|Authors: Walsh SL et al., JAMA Psychiatry 2017 Jun 22;
An investigational depot form of the medication has positive early results.
|The opioid receptor partial agonist buprenorphine, as sublingual monotherapy or in combination with the opioid antagonist naloxone (Suboxone), attenuates narcotic withdrawal and craving and blocks euphoria from concurrent narcotics. Still, buprenorphine is itself subject to misuse and diversion — the sublingual form prevents “cheeking” but not diversion by patients who take the medication home. These researchers examined whether a novel, non-FDA-approved, weekly injectable form of buprenorphine could eliminate these problems.
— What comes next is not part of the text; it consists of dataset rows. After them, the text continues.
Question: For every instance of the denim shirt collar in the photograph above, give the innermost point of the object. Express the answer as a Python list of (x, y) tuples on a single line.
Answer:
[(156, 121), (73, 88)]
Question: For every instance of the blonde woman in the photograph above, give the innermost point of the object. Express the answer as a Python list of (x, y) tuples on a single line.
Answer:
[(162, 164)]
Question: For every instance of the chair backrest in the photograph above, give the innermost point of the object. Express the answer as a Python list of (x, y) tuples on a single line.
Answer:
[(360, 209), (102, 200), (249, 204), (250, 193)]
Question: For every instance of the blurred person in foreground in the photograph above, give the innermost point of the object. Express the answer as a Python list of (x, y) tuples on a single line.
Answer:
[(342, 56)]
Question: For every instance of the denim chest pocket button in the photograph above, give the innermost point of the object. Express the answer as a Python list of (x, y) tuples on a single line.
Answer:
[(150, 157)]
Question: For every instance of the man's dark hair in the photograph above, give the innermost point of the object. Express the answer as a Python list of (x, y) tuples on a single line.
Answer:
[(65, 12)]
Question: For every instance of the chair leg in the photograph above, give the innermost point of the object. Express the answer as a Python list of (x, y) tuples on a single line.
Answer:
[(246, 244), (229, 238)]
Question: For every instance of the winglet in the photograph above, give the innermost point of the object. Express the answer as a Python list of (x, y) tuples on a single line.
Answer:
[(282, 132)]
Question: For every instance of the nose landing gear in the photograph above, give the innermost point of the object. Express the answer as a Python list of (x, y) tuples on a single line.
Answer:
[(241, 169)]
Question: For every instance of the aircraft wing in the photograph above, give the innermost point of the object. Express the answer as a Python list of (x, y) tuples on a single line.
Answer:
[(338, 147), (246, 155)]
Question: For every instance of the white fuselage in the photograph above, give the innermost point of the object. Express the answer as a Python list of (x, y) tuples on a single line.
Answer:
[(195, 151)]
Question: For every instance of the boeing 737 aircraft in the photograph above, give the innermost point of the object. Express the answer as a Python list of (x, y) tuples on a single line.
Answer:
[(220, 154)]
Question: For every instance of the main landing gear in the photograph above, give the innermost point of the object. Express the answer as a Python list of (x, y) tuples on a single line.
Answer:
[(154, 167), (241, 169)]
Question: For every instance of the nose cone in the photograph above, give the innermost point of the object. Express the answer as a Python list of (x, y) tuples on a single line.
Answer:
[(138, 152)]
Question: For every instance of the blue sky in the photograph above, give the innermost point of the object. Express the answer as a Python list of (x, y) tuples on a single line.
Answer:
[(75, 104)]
The manufacturer-sponsored, 3-week, phase II study enrolled otherwise healthy patients with moderate-to-severe opioid use disorder and physical dependence. After 4 to 7 days of treatment with oral morphine (allowing washout of illicit drugs), morphine was discontinued, and clinically meaningful test doses of intramuscular hydromorphone or placebo were administered. The 47 participants who rated “liking” of the drug substantially higher than placebo and demonstrated mild withdrawal after narcotic cessation were then randomized to 24 or 32 mg of depot buprenorphine (equivalent to 16 and 24 mg of sublingual buprenorphine, respectively). Two injections were given 1 week apart.
Both doses blocked liking of subsequent hydromorphone doses (large effect size) and narcotic withdrawal (medium-to-large effect size) through 1 week after the last injection. Buprenorphine continued to accumulate; other data have suggested that a steady state would be achieved after 4 weekly doses.